-2

I was trying to make a very basic text editor with Win32 that has the ability to read files and change the text of an edit control to it. I want it to be able to handle chars in all languages, so I tried to use a LPWSTR for the second parameter of ReadFile(), like this:

HANDLE file = CreateFile(_T("D:\\C++ Stuff\\Testing.txt"), GENERIC_READ, FILE_SHARE_READ, NULL, OPEN_EXISTING, FILE_ATTRIBUTE_NORMAL, NULL);
DWORD fileSize = GetFileSize(file, NULL);
LPWSTR buffer = (LPWSTR)GlobalAlloc(GPTR, fileSize + 1);
DWORD read;
ReadFile(file, buffer, fileSize, &read, NULL);
MessageBox(NULL, buffer, NULL, NULL);
GlobalFree(buffer);

But the MessageBox shows up with a bunch of gibberish! If I use debug mode and add a watch to buffer, it's still the same. It makes no difference if the file opening contains UTF-16 encoded chars or not. Is this normal? If yes, is there any alternative way to read the file into a LPWSTR? If no, how to fix it? I'm using Visual Studio 2015 for this project.

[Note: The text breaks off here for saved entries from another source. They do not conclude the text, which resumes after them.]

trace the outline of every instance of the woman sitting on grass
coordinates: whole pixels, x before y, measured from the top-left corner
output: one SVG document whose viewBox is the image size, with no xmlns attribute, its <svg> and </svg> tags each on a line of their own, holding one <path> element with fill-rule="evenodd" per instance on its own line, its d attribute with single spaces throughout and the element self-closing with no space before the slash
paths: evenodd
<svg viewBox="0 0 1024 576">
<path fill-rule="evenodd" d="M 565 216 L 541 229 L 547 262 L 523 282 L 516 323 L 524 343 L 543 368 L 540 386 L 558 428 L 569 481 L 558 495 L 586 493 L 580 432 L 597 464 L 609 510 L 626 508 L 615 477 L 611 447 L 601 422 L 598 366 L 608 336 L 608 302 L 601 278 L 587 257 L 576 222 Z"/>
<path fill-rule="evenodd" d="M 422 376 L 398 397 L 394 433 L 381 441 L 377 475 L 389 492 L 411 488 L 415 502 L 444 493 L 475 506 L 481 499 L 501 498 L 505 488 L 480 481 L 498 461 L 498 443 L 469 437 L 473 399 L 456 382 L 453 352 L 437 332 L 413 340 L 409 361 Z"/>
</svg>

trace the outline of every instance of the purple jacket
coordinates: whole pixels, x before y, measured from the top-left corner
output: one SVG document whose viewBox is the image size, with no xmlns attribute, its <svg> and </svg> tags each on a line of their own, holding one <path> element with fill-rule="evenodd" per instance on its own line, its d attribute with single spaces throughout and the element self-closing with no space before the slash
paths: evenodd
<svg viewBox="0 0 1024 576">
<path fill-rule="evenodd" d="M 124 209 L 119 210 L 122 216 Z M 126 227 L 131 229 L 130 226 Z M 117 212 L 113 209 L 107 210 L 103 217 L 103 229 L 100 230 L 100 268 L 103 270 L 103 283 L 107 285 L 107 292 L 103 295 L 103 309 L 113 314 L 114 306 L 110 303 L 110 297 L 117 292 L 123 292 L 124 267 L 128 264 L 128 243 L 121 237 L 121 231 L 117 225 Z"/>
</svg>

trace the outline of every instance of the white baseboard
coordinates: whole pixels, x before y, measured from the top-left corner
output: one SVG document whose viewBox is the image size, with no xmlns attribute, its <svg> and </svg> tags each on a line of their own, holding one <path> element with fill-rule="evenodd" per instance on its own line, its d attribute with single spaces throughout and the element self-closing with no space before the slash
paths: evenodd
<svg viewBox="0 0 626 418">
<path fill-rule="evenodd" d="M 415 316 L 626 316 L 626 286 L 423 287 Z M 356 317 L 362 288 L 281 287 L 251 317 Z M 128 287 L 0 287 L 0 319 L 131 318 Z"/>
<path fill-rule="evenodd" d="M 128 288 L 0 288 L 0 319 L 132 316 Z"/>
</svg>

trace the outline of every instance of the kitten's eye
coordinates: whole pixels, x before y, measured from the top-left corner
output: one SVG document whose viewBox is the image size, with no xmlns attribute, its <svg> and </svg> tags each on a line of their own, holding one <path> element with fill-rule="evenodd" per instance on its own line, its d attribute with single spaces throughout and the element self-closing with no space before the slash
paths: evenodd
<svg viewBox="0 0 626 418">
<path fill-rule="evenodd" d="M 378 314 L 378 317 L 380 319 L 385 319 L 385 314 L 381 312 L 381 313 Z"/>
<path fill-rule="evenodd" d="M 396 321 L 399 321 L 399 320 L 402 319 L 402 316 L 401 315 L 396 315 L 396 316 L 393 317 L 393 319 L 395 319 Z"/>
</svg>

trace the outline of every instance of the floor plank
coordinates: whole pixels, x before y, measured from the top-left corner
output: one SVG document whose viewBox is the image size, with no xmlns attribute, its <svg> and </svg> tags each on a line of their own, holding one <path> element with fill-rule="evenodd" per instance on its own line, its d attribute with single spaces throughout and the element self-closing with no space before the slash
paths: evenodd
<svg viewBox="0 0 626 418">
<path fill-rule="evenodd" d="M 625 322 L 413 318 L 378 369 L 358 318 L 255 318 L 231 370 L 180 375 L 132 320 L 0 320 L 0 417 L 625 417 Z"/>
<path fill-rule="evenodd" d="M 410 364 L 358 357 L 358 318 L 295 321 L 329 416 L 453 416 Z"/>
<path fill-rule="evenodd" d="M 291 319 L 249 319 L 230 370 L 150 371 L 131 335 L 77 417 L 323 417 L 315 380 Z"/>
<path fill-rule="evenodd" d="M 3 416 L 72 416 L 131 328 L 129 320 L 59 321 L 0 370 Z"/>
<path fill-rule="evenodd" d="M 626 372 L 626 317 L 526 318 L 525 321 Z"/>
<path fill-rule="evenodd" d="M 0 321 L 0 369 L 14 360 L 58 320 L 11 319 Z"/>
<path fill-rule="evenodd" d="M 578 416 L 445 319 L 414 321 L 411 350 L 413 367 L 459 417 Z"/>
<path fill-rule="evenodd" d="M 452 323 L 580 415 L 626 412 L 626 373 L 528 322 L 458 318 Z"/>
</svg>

P.S. The code provided is only an example. In the actual code, I have checks for if CreateFile(), GetFileSize(), GlobalAlloc() and ReadFile() failed or not and null-termination of buffer.

Tyler Tian
  • 597
  • 1
  • 6
  • 22
  • One obvious issue is that your buffer probably isn't null-terminated. Otherwise it's impossible to know what the problem could be without knowing what the data in the file consists of. You're also doing no error checking - so for instance, the `CreateFile` may actually be failing. – Jonathan Potter Mar 26 '16 at 01:18
  • @JonathanPotter This is only an example... In the actual program I have error checking and null-termination and everything. – Tyler Tian Mar 26 '16 at 01:23
  • Don't show examples, show real code. – Jonathan Potter Mar 26 '16 at 01:24

1 Answers1

3

If the text file is in ASCII/UTF-8, then reading it as raw bytes into a wide character (LPWSTR) will result in very odd garbage, because e.g. the characters ABCD (ASCII/UTF-8 encoded as 65, 66, 67, 68) would be instead encoded as two wide-character values of 0x4142 0x4344).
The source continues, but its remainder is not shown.